Idąc podziwiała latarnie gazowe, jedną, drugą, trzecią... aż jej wzrok zatrzymał się przy dziewczynie opierającej się o jedną z podziwianych latarni. Dziewczyna jak dziewczyna zbytnio Vicky nie zainteresowała jednak jej strój... no cóż to już co innego. Młoda panienka chwyciła służkę za łokieć i zanim się ta obejrzała już stały przed nieznajomą dziewczyną, którą panna von Strom z uwagą oglądała od czubków pantofelków aż po czubek głowy. Spojrzenie dziewczyny przesuwało się po stojącej panience kiedy to Victoria uwagą w milczeniu oglądała jej strój marszcząc przy tym brwi.
- Ładna, prawda? - mruknęła wreszcie Vicky w przestrzeń ni to do Belli ni do stojącej przed nią nieznajomej.
-Ładne ładne to miasto... i głośne.-rzekła Bella rozglądając się dookoła nerwowo. Pilnując czy to panienki nie zbliżają się jacyś podejrzani ulicznicy.
-Witaj słodziutka. Szukasz towarzystwa? - panienka do towarzystwa uśmiechnęła się lubieżnie i zaprezentowała swe wdzięki nachylając się do Vicky. Ostatecznie “klient nasz pan”.
- Towarzystwa do czego?- spytała w roztargnieniu młoda szlachcianka dalej kontemplując ubiór kobiety.
-Do łóżka...Potrafię zrobić dobrze i mężczyźnie i kobiecie... za odpowiednią cenę oczywiście.-odparła “damulka”.
-Panience już ma kto robić dobrze. I całkiem nieźle mu to wychodzi.-wtrąciła Bella.
A Vicky stwierdziła równocześnie z nią - Aaaaaa to ty jesteś ta od nieobyczajnej miłości o której mówił ten prawiczek policjant co nam się przygląda. - i pokazała palcem na stojącego w oddali stróża prawa.
Damulka zachichotała zakrywając usta i dodając.- Wolę określenie “dama negocjowalnego afektu”.
- Ciekawe czy jakbym tak cię określiła przedstawiając to jemu czy nadal, by twierdził że łamiesz prawo. - zaczęła się zastanawiać na głos Vicky. -To na ile wyceniasz te swoje negocjacje?
-Wtedy musiał by mnie aresztować, ale zwykle im się nie chce ruszać naszych skromnych osóbek.-rzekła odpowiedzi ulicznica i przesunęła spojrzenie po Vicky.-Hmmm... Pięćdziesiąt funtów za... noc. Lub dwadzieścia za numerek.

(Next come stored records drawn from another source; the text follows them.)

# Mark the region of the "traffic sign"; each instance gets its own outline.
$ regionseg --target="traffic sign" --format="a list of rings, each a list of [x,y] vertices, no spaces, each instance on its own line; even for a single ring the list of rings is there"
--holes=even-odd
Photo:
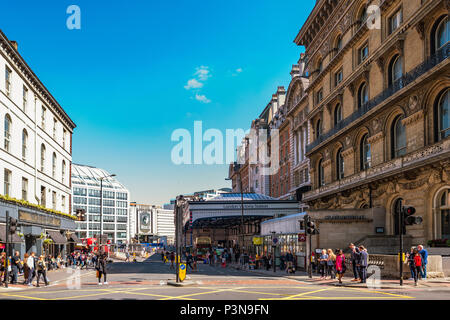
[[[184,279],[186,278],[186,264],[185,263],[180,263],[180,269],[178,271],[178,276],[180,277],[181,281],[184,281]]]
[[[299,233],[299,234],[298,234],[298,241],[299,241],[299,242],[306,242],[306,234],[304,234],[304,233]]]
[[[273,242],[274,245],[277,244],[278,243],[278,238],[273,238],[272,242]]]

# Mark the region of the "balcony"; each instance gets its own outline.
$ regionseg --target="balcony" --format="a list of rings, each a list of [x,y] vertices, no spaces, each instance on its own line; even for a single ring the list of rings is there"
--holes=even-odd
[[[342,129],[350,126],[356,120],[360,119],[370,110],[380,105],[386,99],[400,91],[401,89],[407,87],[409,84],[413,83],[418,77],[422,76],[426,72],[433,69],[435,66],[446,60],[449,56],[450,44],[447,43],[443,48],[437,51],[435,54],[430,56],[427,60],[419,64],[410,72],[406,73],[401,77],[394,85],[382,91],[379,95],[369,100],[366,104],[361,106],[357,111],[353,112],[350,116],[339,122],[335,127],[330,129],[328,132],[321,134],[315,141],[306,146],[306,153],[310,153],[314,148],[320,145],[322,142],[327,141],[329,138],[337,134]]]
[[[385,162],[366,171],[358,172],[342,180],[332,182],[305,194],[304,200],[311,201],[330,194],[373,182],[394,174],[421,167],[442,159],[450,158],[450,138],[421,150],[411,152],[401,158]]]

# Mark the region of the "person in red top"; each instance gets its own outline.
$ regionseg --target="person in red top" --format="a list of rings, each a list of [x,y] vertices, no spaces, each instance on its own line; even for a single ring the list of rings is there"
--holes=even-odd
[[[338,275],[339,283],[342,283],[342,277],[344,276],[346,269],[345,255],[341,249],[336,256],[336,274]]]
[[[417,281],[419,280],[419,274],[422,272],[422,256],[419,254],[419,250],[414,249],[414,285],[417,286]]]

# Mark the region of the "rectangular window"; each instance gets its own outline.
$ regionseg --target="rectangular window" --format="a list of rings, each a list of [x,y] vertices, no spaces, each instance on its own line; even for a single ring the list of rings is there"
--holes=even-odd
[[[117,192],[117,199],[128,200],[128,195],[125,192]]]
[[[66,134],[67,130],[63,128],[63,149],[66,148]]]
[[[42,107],[42,111],[41,111],[41,128],[42,130],[45,130],[45,114],[46,114],[47,109],[45,109],[45,107]]]
[[[400,27],[402,23],[402,10],[398,9],[390,18],[389,18],[389,34],[394,32]]]
[[[11,94],[11,73],[11,69],[5,66],[5,89],[8,97]]]
[[[103,200],[103,205],[105,207],[114,207],[114,200]]]
[[[56,125],[57,125],[58,121],[53,118],[53,139],[56,140]]]
[[[74,204],[87,204],[87,198],[85,197],[73,197]]]
[[[319,104],[323,99],[323,89],[320,89],[316,95],[316,104]]]
[[[100,213],[100,207],[89,206],[89,213]]]
[[[359,49],[358,53],[359,63],[362,63],[364,60],[366,60],[368,56],[369,56],[369,46],[365,44],[361,49]]]
[[[45,197],[45,187],[44,186],[41,186],[41,205],[42,206],[46,206],[46,204],[47,204],[47,199],[46,199],[46,197]]]
[[[27,112],[28,105],[28,88],[23,86],[23,112]]]
[[[28,179],[22,178],[22,200],[28,200]]]
[[[100,190],[97,189],[89,189],[89,197],[97,197],[100,198]],[[99,200],[100,201],[100,200]],[[100,204],[100,203],[99,203]]]
[[[127,205],[127,202],[126,201],[117,201],[117,207],[119,207],[119,208],[126,208],[128,205]]]
[[[99,206],[100,205],[100,199],[97,198],[89,198],[89,204]]]
[[[4,175],[4,194],[11,195],[11,171],[5,169]]]
[[[78,187],[74,187],[73,188],[73,194],[75,196],[86,196],[86,189],[85,188],[78,188]]]
[[[52,192],[52,208],[53,210],[56,210],[56,192]]]
[[[337,87],[342,82],[342,68],[334,74],[334,86]]]
[[[66,209],[66,196],[63,196],[63,195],[61,195],[61,208],[62,208],[62,212],[64,212]]]

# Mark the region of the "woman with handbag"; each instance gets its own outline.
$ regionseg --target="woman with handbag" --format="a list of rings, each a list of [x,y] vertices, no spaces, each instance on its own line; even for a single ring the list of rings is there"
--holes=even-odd
[[[413,251],[413,260],[414,260],[414,285],[417,286],[417,282],[419,280],[419,274],[422,272],[422,255],[419,253],[419,250],[416,248]]]
[[[340,284],[342,284],[342,277],[344,276],[346,270],[345,255],[342,249],[340,249],[338,255],[336,256],[336,273]]]
[[[44,278],[44,283],[46,286],[48,286],[47,281],[47,262],[45,261],[45,258],[43,255],[39,257],[39,260],[37,261],[37,280],[36,280],[36,287],[39,287],[39,279]]]

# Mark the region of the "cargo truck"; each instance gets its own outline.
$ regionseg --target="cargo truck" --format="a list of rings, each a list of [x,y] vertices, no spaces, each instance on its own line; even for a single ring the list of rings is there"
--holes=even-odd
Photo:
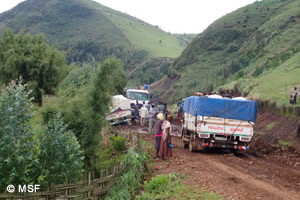
[[[200,149],[248,150],[256,121],[256,101],[192,96],[183,104],[182,142],[191,152]]]
[[[109,121],[111,125],[120,123],[131,124],[130,99],[122,95],[113,96],[110,113],[106,115],[105,119]]]

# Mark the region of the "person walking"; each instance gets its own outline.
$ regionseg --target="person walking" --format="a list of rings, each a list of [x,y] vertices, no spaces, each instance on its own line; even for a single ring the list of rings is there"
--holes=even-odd
[[[161,136],[162,136],[162,124],[164,123],[164,115],[162,113],[159,113],[156,117],[157,120],[155,123],[155,150],[156,150],[155,158],[158,158]]]
[[[172,148],[171,148],[171,133],[172,126],[171,122],[173,120],[172,115],[168,115],[168,119],[165,120],[162,124],[162,137],[159,149],[159,156],[162,160],[165,160],[166,157],[172,157]]]
[[[148,133],[149,134],[155,134],[155,121],[156,121],[156,115],[157,115],[157,111],[154,107],[154,104],[151,105],[150,111],[149,111],[149,129],[148,129]]]
[[[145,104],[143,104],[143,107],[140,110],[140,124],[141,126],[145,125],[146,119],[148,118],[148,109],[146,108]]]

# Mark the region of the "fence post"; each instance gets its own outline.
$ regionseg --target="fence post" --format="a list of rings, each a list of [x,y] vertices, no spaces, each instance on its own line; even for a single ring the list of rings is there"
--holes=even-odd
[[[89,172],[88,186],[89,186],[88,197],[91,197],[91,190],[90,190],[90,186],[91,186],[91,172]]]

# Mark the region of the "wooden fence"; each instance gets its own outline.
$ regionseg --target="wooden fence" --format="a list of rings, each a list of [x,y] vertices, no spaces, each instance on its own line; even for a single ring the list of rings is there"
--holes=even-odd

- Bello wolisz noc czy numerek? - spytała Vicky przez ramię swoją służkę.
-Ja?! To panienka jest...- burknęła zaskoczona służka.- Mnie wystarczy Bruchnilda, Bastet, czy jak ją tam zwą.
- A co obejmuje numerek? - spytała Vicky odwracając się do stojącej pod latarnią dziewczyny.
Ulicznica nachyliła się i wytłumaczyła do ucha Victorii, że numerek obejmuje jedno zaspokojenie. No i czym to zaspokojenie jest... też wytłumaczyła.
- A cała noc ile obejmuje numerków? - zainteresowaniem dopytywała się młoda panienka.
-To już moja droga, zależy od tego ile razy stanie na baczność, albo klientka wytrzyma.-zachichotała prostytutka.
- A co z resztą nocy jak nie stoi na baczność albo klientka nie wytrzymuje? - ciekawość panny von Strom była ogromna, wszak było nie było dziewczę uważało się za naukowca, a naukowiec powinien poznać wszystkie aspekty interesującego go tematu.
-To już zależy od kaprysów klienta.-odparła ladacznica wzruszając ramionami.
- A co jak ktoś chcę dzień zamiast nocy? Też cenisz to sobie tak jak za całą noc? I to osoba, która ci płaci wybiera sobie co z tobą robić będzie? I czemu stoisz tu w środku dnia jak na noce liczysz? - padało pytanie za pytaniem z ust dziewczyny.
-Ogólnie to wszystko jedno czy na cały dzionek czy na całą noc, stawka jest jedna. I tak klient decyduje w kwestiach zabaw, choć za nietypowe liczę sobie ekstra.- rzekła ze śmiechem prostytutka.
- A co masz na myśli mówiąc nietypowe? - dociekała dalej Vicky.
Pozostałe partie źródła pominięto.